From 1839 to 1896 there were nearly fifty burials in the cemetery. They include the miller Samuel Veirs and his family, clerk of the court Brice Selby and his namesake grandson, “Little Bell Key” (aged 2), the large family of Elizabeth and William Braddock, and three children from the Bogley family.
In 1897, the Trustees of the Baptist Church deeded a triangular piece of land to the Mayor and Council to widen Van Buren Street in exchange for “sufficient electric current to maintain 22 light of 16 candle power, and water to the church for the period of five years, and bringing the wires from the street to the church building.” In this trade, sixteen graves were moved to the Rockville Cemetery.

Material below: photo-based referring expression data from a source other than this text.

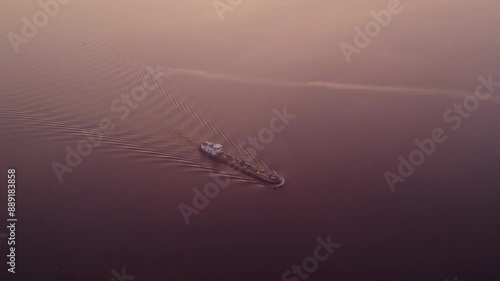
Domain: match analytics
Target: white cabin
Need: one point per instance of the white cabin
(211, 148)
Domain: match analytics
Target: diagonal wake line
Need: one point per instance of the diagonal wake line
(321, 84)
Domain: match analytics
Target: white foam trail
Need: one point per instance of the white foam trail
(322, 84)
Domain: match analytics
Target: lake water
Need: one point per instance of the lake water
(230, 80)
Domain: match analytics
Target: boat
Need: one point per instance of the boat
(214, 150)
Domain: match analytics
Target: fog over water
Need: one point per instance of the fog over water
(227, 81)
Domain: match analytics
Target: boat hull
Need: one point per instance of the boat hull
(248, 169)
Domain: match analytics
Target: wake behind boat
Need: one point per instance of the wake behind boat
(214, 150)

The Church sold its Washington Street property in 1971 and moved into a modern building on Adclare Road. The old cemetery was conveyed two years later to the Montgomery County Historical Society, which in 1983 transferred title to Peerless Rockville for caretaking. The cemetery was designated by the City of Rockville and listed in the National Register as part of the West Montgomery Avenue Historic District in 1974.
Peerless Rockville views its Baptist Cemetery as a window to local history and an opportunity to showcase preservation. Since 1983, Peerless has worked to document, interpret, maintain, and use the cemetery to create interest in restoration. “Adopt-a-Stone” volunteers assessed the condition of the stones and researched census and other records to learn about those interred here. Mary Ricketts, killed as she and her husband crossed the railroad tracks in a carriage, and William Veirs Bouic, president of the Town Commissioners and judge, now seem more real. Ground penetrating radar yielded more data, as did Church minutes. Peerless published a brochure, wrote a master plan to guide future plantings and work, and cleaned and straightened gravestones. To aid interpretation, Peerless installed a bench, sign, and plaque.
Through the Baptist Cemetery, Peerless Rockville has sparked interest in other historic Rockville cemeteries. As an early member of the Coalition to Protect MD Burial Sites, Peerless helped to pass State laws and call attention with workshops and networking to these special historic places in our back yards.